The refresh data processing method can be used to reload the
cube’s data and recalculate the aggregations
Visibility to clients during
changes
-
when a cube that is currently online is processed, it
remains online until the processing has been completed, at
which time the online cube is replaced by the new cube
version
-
when a cube is processed using the full process method,
online clients will be disconnected from the cube when the
switch is made to the new version of the cube, and the
clients must individually reconnect to access the new
version
-
when a cube is processed using either the incremental
update or the refresh data method, online clients will not
be disconnected from the cube when the processing completes.

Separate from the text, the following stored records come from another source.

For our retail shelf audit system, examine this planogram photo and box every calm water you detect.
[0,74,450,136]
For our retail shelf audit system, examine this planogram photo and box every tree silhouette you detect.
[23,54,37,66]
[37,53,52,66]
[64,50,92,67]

The new version of the cube will be immediately visible with
no break in service
-
if a shared dimension is processed using the rebuild the
dimension structure method, all cubes that use the dimension
will immediately become unavailable to clients and must be
processed before they can be used again
-
if a shared dimension is processed using the incremental
update method, cubes that use the dimension remain available
to clients and any new members added to the dimension
automatically become available to clients when the dimension
processing is complete
-
dimension hierarchies can be affected by changes to data
in the data warehouse dimension tables as it is based on
relationships between members in a dimension table. In this
case, it must be rebuilt using the rebuild the dimension
structure dimension processing method
-
structure of OLAP cubes and dimensions can be affected
by changes to the design of the data warehouse such as the
addition, deletion, or alteration of tables, or
relationships between tables. In such cases, you must modify
the design of affected cubes and dimensions, redefine
partitions and aggregations, and completely process the
modified cubes and dimensions
-
for each OLAP server, a repository is created to store
metadata for multidimensional objects such as cubes,
dimensions, and so on. This is a Microsoft Access (.mdb)
database at \Program Files\OLAP Services\Bin\msmdrep.mdb.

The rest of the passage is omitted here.